Pero también hay un tema que gira constantemente alrededor de su obra y que tiene que ver con transitar la desigualdad social que nos rodea y que le resulta insoportable. Esto se refleja en dos instalaciones contundentes que dan la medida justa de la sagacidad de la mirada del artista: un enorme cartel que nos invita a “redefinir la felicidad” detrás del cual duerme un sin techo, escenas cada vez mas incomprensiblemente cotidianas en nuestra ciudad y una instalación en la que reconocemos el latir de la Villa 31 mientras resuenan las coplas de una bagüalera tucumana, pastora de cabras magistralmente mezclada con un canto de mongoles que el artista grabó en la puerta del Museo Pompidou.

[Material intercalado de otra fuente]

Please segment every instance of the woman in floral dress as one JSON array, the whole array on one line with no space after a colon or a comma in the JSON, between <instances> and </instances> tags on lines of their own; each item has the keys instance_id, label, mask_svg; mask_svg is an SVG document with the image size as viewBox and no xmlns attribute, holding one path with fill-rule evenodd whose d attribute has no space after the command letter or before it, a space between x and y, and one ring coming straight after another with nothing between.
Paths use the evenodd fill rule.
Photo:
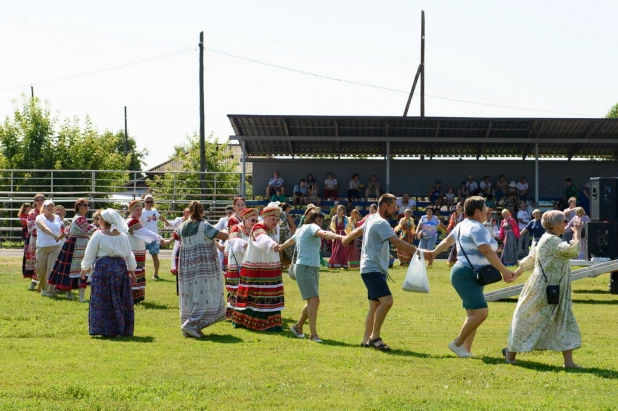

Con humor, ironía y una estética que lo identifica, Marcos López es un fiel testigo de su tiempo, de la realidad que nos rodea y que consumimos peligrosamente indiferentes. La actual muestra en el Centro Cultural Recoleta, que cuenta con un con excelente catálogo auspiciado por el Banco de la Ciudad de Buenos Aires, tira abajo todos nuestros preconceptos y nos obliga a despedirnos de la indiferencia para debutar en la conciencia de ser parte comprometida con este tiempo que nos toca vivir.